Einheit mit dem Papst und den Bischöfen.
Mit Erstaunen hört man von einer Warnung aus dem Ordinariat
Mainz.
Da muß ordentlich was dahinter stecken, hinter diesen Piusbrüdern, wenn der Generalvikar im
Auftrag des Bischofs Karl Kardinal Lehmann so rasch und vehement reagiert.
Kann doch sonst in katholischen
Gotteshäusern gern jeder jedes Event veranstalten, ohne daß Mainz irgendwie etwas verlauten ließe.
Wer sind diese Brüder, auf deren freundliche Briefe und zugesandtes Informationsmaterial der Viernheimer
Pfarrer Ronald Givens zum Beispiel mit keiner Silbe antwortet?
Die Eröffnung einer neuen Moschee hätte
nette Grußbotschaften ausgelöst – aber die Eröffnung einer katholischen Kapelle?
Der Brief des Generalvikars
erklärt, daß der Gründer der Priesterbruderschaft St.
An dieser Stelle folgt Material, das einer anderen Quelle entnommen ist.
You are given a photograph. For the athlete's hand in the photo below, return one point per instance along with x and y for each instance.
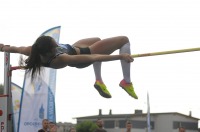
(127, 57)
(1, 46)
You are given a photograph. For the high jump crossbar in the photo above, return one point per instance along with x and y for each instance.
(165, 52)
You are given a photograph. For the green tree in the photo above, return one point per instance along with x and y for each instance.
(86, 126)
(1, 88)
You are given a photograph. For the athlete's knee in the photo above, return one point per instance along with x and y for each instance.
(97, 38)
(124, 39)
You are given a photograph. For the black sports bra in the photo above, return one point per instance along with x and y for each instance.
(61, 49)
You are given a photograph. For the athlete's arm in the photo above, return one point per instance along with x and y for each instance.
(25, 50)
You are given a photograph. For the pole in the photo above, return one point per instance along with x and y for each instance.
(165, 52)
(7, 92)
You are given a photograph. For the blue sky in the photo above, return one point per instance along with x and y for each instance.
(156, 25)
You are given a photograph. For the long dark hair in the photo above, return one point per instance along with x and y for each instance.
(42, 46)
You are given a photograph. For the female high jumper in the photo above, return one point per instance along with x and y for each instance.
(45, 52)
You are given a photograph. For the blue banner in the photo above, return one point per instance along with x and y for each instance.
(38, 97)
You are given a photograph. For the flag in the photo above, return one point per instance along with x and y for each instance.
(38, 96)
(148, 114)
(16, 99)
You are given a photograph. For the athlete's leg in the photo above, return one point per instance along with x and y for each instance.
(108, 46)
(99, 85)
(86, 43)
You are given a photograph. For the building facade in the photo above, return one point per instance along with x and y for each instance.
(160, 122)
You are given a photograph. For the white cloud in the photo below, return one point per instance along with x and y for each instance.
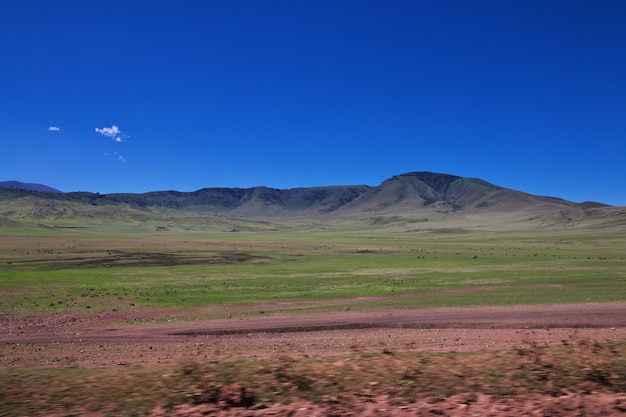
(112, 132)
(120, 157)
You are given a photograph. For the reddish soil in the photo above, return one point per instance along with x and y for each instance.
(96, 341)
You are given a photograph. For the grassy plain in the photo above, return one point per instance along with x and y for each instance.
(307, 268)
(307, 271)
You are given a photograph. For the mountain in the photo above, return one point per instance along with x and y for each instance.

Pius X., Erzbischof Marcel Lefebvre, 1988 vier
seiner Priester gegen den Willen des Papstes unerlaubt aber gültig zu Bischöfen geweiht hat.
Daher
seien er und diese vier Bischöfe der Strafe der Exkommunikation, das heißt, des Ausschlusses aus der
vollen Gemeinschaft der Kirche verfallen. Dieser Ungehorsam stelle einen schismatischen Akt dar.
Kirchenrechtlich
kann nachgewiesen werden, daß die Strafe der Exkommunikation unrechtmäßig war, da die Handlung des
Erzbischofs aus einer Notlage heraus erfolgte.
Daher sprach Papst Benedikt XVI. bei einer Audienz, die
er Bischof Bernard Fellay – dem Generaloberen der Bruderschaft – gewährte, von Erzbischof Lefebvre als
von „einem großen Mann der Gesamtkirche“.
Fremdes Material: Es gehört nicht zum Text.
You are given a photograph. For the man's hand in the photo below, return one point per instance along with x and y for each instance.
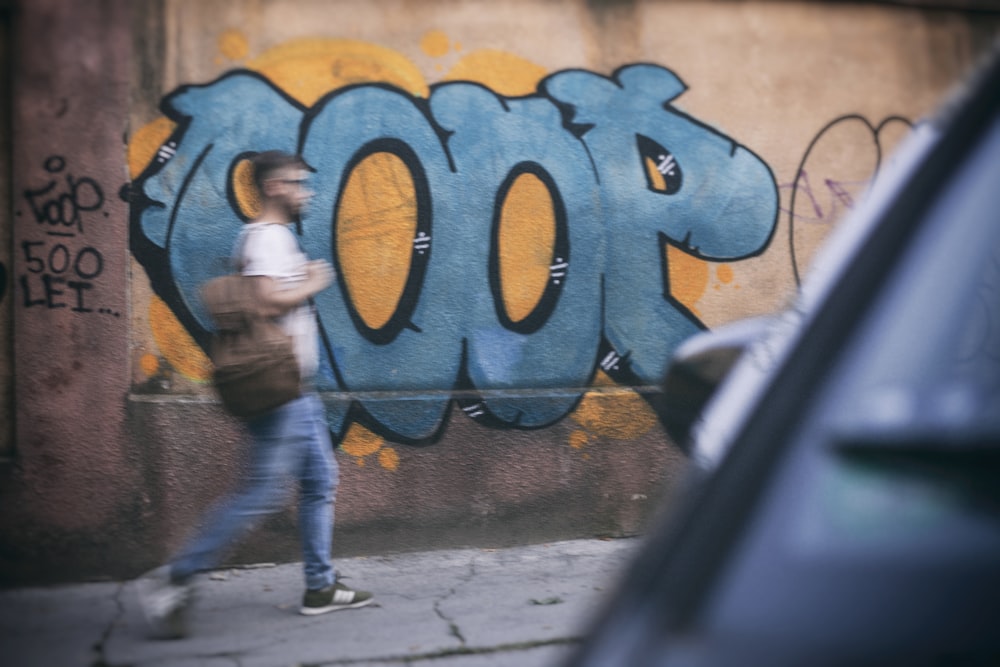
(278, 299)
(319, 275)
Mons. Camille Perl, der Sekretär der Kommission ‘Ecclesia
Dei’ erklärte ebenfalls: „Niemand leugnet, daß die Priesterbruderschaft St. Pius X. katholisch ist.“
Auf Anfrage von Gläubigen antwortet er, daß man bei einem Meßbesuch bei der Priesterbruderschaft seine
Sonntagspflicht erfüllt, dabei kommunizieren und sogar einen Obolus zur Kollekte geben darf.
Die Gefolgsleute
von Erzbischof Lefebvre seien weder Schismatiker noch Häretiker. Sie stünden nicht außerhalb der Kirche.
Verschiedene Kirchenrechtler kommen zur gleichen Ansicht.
Das heißt, daß die Exkommunikation und das
Schisma in Rom kein Thema sind. Es gibt eher das Bemühen, eine Lösung zu finden.
Jeder Theologe weiß,
daß ein Schisma nur bestehen kann, wenn die päpstliche Autorität grundsätzlich abgelehnt wird. Das
tut die Piusbruderschaft nicht.
Erzbischof Lefebvre hat bei den oben genannten Bischofsweihen betont,
es gehe ihm nicht um die Schaffung einer Parallelkirche oder neuen Jurisdiktion. Es gehe ihm auch nicht
darum, sich von der Kirche zu lösen, sondern seine Bruderschaft überleben zu lassen.
Das wissen der
Papst und die Bischöfe.
Warum also schießen die Bischöfe so scharf, wenn es gegen die Piusbruderschaft
geht. Haben sie ein Problem mit ihr?
Warum ist man dann päpstlicher als der Papst und römischer als
Rom.
Die Bruderschaft ist ein Dorn im Auge, ein Stachel im Fleisch, ein Hühnerauge, das beim Gang Richtung
Anpassung an die Welt schmerzt.
Doch das „neue Pfingsten“, das nach dem Konzil aufgebrochen sein soll,
besteht in leeren Kirchen.
Wie viele Gläubige, die sich der Bruderschaft angeschlossen haben, waren
anfangs auch verunsichert, bis sie sagten:
„Es reicht. Wir halten diese Neuerungen und liturgischen Experimente
nicht mehr aus. Warum sind nicht die exkommuniziert, die Faschingsmessen, Biermessen, Motorradmessen und
anderen Unsinn anbieten, sondern die, die das tun, was die Kirche immer tat?“
Für eine nette Gemeinschaft
braucht es keine Kirche oder Liturgie. Dazu reichen die Vereine und Stammtische.
Die wesentliche Aufgabe
der Liturgie ist die Verherrlichung Gottes – nicht banales Händeschütteln.
Will man die Bruderschaft
nicht das Experiment der Tradition machen lassen, weil man Angst hat, daß es gelingen könnte?
Mit allen
geht man pluralistisch um. Mit allen redet man. Die eigenen Brüder erhalten nicht einmal eine persönliche
Antwort. Das ist schlicht unhöflich.
Man hat für andere Religionen mehr Wohlwollen als für die eigenen
Wurzeln.
Das Problem liegt bei den Bischöfen: „Die Krise der Kirche ist eine Krise der Bischöfe“ –
sagte Kardinal Franjo Seper († 1981) – der Vorgänger von Kardinal Joseph Ratzinger in der Glaubenskongregation.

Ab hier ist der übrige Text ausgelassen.